Know your network... before you ask someone Wednesday, May 28, 2008 |
- Start with your routers/firewalls
- Understand your subnet(s).
- Understand your VPNs.
- Take a stock of your IP addresses - for each server/other boxes
- Install cfg2html (www.cfg2html.com)
- run cfg2html - this'll extract all that info. about your servers
- Spend time and read through the same - in detail. Now you'll have more relevant questions to ask.
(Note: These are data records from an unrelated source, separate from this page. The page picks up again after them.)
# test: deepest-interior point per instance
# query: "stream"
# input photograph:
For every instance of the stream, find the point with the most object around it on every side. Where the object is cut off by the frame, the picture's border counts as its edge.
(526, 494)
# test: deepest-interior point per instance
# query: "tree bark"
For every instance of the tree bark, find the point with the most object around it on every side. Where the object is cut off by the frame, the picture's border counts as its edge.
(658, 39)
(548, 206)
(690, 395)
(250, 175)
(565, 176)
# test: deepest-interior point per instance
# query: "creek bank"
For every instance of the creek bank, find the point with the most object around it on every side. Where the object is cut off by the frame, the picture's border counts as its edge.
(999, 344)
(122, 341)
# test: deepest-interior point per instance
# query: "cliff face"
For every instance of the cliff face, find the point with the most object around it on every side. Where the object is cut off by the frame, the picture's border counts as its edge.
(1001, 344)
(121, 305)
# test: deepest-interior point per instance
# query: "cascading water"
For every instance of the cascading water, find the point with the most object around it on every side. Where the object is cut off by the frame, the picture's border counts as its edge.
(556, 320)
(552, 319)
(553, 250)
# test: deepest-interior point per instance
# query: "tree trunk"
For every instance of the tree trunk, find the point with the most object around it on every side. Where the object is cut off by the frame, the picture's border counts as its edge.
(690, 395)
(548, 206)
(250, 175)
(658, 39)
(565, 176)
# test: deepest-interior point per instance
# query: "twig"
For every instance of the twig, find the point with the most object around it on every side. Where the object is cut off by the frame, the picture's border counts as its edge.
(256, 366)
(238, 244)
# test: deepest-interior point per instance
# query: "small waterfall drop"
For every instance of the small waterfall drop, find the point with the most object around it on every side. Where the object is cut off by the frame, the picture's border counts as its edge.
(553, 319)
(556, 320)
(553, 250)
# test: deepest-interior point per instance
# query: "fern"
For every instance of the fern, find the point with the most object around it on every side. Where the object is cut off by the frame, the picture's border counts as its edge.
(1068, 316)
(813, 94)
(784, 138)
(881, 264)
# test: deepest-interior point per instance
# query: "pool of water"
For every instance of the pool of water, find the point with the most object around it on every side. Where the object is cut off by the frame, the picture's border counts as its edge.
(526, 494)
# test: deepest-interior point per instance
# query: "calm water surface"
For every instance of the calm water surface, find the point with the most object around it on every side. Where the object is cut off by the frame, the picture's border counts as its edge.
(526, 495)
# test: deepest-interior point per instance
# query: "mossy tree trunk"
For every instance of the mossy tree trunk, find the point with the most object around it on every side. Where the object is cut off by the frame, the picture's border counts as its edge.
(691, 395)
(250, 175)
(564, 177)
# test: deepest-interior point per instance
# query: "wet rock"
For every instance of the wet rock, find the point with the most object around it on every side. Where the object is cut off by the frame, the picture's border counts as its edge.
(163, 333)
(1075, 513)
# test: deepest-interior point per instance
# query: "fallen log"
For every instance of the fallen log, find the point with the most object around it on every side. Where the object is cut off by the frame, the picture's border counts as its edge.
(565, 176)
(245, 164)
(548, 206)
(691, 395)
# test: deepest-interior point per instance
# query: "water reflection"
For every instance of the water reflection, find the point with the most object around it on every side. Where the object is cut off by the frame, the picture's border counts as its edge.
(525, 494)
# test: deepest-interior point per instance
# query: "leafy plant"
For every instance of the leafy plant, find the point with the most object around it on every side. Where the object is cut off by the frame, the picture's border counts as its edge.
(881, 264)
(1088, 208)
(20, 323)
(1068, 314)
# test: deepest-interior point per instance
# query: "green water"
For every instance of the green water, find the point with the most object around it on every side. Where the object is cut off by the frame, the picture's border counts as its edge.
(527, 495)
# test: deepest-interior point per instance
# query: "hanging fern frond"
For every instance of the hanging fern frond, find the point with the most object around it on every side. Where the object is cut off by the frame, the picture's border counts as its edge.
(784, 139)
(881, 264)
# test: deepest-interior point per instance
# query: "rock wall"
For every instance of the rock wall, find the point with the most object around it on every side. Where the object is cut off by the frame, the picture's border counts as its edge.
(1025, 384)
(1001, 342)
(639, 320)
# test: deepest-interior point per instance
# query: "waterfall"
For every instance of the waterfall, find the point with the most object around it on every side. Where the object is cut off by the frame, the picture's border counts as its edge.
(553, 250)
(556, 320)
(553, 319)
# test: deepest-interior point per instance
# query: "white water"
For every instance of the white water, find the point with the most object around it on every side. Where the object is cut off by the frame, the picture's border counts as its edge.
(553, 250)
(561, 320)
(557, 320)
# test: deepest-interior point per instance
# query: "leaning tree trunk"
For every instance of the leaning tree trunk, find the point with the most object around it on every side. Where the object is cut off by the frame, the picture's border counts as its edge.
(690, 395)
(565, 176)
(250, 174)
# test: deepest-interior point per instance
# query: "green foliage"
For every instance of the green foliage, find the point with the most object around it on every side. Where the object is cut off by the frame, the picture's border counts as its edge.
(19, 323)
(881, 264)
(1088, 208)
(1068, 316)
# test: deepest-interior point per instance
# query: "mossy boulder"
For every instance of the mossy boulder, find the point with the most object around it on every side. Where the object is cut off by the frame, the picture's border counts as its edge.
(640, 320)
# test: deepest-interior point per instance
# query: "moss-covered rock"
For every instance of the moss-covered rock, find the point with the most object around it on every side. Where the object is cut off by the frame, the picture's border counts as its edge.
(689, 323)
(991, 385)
- Know the resource limitations of each of your servers
- Know what services & applications are running on which servers
- Find the init-startup/configuration files relevant to the running services / applications
- Draw the dependency tree between servers / lans / vpns
- Decipher & Visualize the gateways and routing tables on each of the servers
- Get all the possible access credentials to the routers/switches/servers/boxes
- Understand the physical network (if you have direct access) & take a firsthand physical inventory in-spite of whatever documentation you may be given
- Study the connectivity between servers to switches and other devices
- Study the Power Supply / UPS & any data connectivity to other devices
- Study the physical connectivity of cables between boxes to switches (data ports)
- Have a set of basic troubleshooting tools handy - system & network tools
- Make sure syslog is enabled and all system related info. is logged appropriately
- Know the log locations of all your services/apps running in the servers - this is the first place you'd look to find any anomalies
- Use log analyzers - and make it a practice/daily routine to check your logs daily
- Perform weekly health checkups across all the boxes
- Most importantly, study the backup/restore policies and know by hand what is being backed-up and what is not
- Make it a part of your daily routine to check the storage spaces across boxes
- Know your crons - whats running where
- Make sure your servers use uniform versions of packages/softwares
- Keep your servers clean - perform a sweep at-least once a fortnight to remove unwanted files from the servers
- Know your filesystem - what is where for quick access - keep the structure simple and less cluttered
- Maintain daily activity logs
- Configure your servers to save the history to a file - will be of mighty help in times of disasters
- Secure your boxes - with proper user management
- Practice to use Sudo
- Know all the alternate remote access methods to get on to a server in case if ssh fails or with network issues (ex. IPKvm, iLo2 etc.)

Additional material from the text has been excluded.